‘We’re not ready for it’: chief scientist warns on ChatGPT
The Davos discussions mostly focused on its potential to decimate the white-collar workforce, and the transformative and disruptive effect it could have on internet staples such as Google search and Wikipedia.
‘Powerful’ quick response
Besides its potential impact on the labour market, ChatGPT and its ilk also have other features with potentially complex policy implications.
They open up the prospect of a new kind of plagiarism-type problem at schools and universities.

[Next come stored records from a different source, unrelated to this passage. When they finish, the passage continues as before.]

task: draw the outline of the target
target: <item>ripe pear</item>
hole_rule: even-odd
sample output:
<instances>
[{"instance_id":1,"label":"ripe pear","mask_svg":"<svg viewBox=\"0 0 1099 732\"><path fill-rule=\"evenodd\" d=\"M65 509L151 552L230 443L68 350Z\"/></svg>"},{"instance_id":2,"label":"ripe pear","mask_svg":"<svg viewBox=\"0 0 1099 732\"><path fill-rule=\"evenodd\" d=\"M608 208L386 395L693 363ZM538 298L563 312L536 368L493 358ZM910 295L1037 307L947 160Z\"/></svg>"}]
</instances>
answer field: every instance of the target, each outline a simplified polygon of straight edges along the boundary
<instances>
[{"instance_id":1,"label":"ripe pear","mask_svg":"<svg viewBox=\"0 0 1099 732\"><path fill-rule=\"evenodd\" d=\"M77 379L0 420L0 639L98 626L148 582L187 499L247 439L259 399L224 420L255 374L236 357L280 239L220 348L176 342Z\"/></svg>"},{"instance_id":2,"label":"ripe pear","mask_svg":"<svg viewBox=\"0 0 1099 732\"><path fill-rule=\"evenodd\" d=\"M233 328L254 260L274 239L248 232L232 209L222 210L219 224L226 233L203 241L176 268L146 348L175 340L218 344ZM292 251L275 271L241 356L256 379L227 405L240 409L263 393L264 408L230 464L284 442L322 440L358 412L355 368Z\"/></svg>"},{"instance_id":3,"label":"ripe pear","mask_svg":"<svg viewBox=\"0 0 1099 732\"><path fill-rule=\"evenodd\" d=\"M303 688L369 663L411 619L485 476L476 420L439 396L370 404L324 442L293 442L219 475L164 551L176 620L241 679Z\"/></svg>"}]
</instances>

There are also copyright and compensation issues over ChatGPT’s trawling of online material.
There is also the risk of impersonation and fraud, and there is the simple fact that ChatGPT often confidently and quite convincingly generates inaccurate information.
Dr Foley said using an RRI report could be a “very powerful” quick response to the rapidly emerging challenges.
“Where the government asks me a question, I go up to the research community, get the best and brightest to help me answer that question very briefly – 1500 words flat,” she said.
“This is the information. There you are, do what you want with it. And that has been very powerful with government, being able to get flat, independent advice, which is evidence-based, to help them make decisions.”
Actually formulating responses would take the private and public sectors some time, she suggested.
“How we actually do this will be a mixture of social science and human behaviour through to blockchain, watermarking, being able to have the smarts to be able to run programs that say this has been computer-generated, this hasn’t,” she said.
“There’ll be a whole range of approaches, it will evolve over time, we will learn to live with it. That would be my guess.”
Dr Foley said the government was well placed to manage policy and regulatory challenges arising from AI, with an E-Safety Commissioner in place and a report on AI ethics having already been produced by the Human Rights Commissioner.
Tech companies can sometimes view government intervention as a barrier to progress and innovation. But Dr Foley said they needed to acknowledge and address the policy issues, because “eventually, it comes and bites them”.
“Do it early, and design it from the beginning, rather than trying to patchwork or Band-Aid it later on,” she said.
Dr Foley said that when nanotechnologies emerged at the turn of the century, CSIRO had moved early and conducted extensive research on the potential dangers and pitfalls.
“At the end of that research program we wanted nanotechnology to be a nothing, you know, people didn’t even think about it. And guess what? Now no one thinks about nanotechnology because it’s just embedded in everything,” she said.
“That’s what we should be doing: responsible research should always have a parallel path, which isn’t done by the people who are doing the research because they’re so excited and want to push things through.
“People almost like a red team, saying: ‘How do we make sure that this is safe? Where do we put the boundaries of what we want, to have safeguards in place?’.”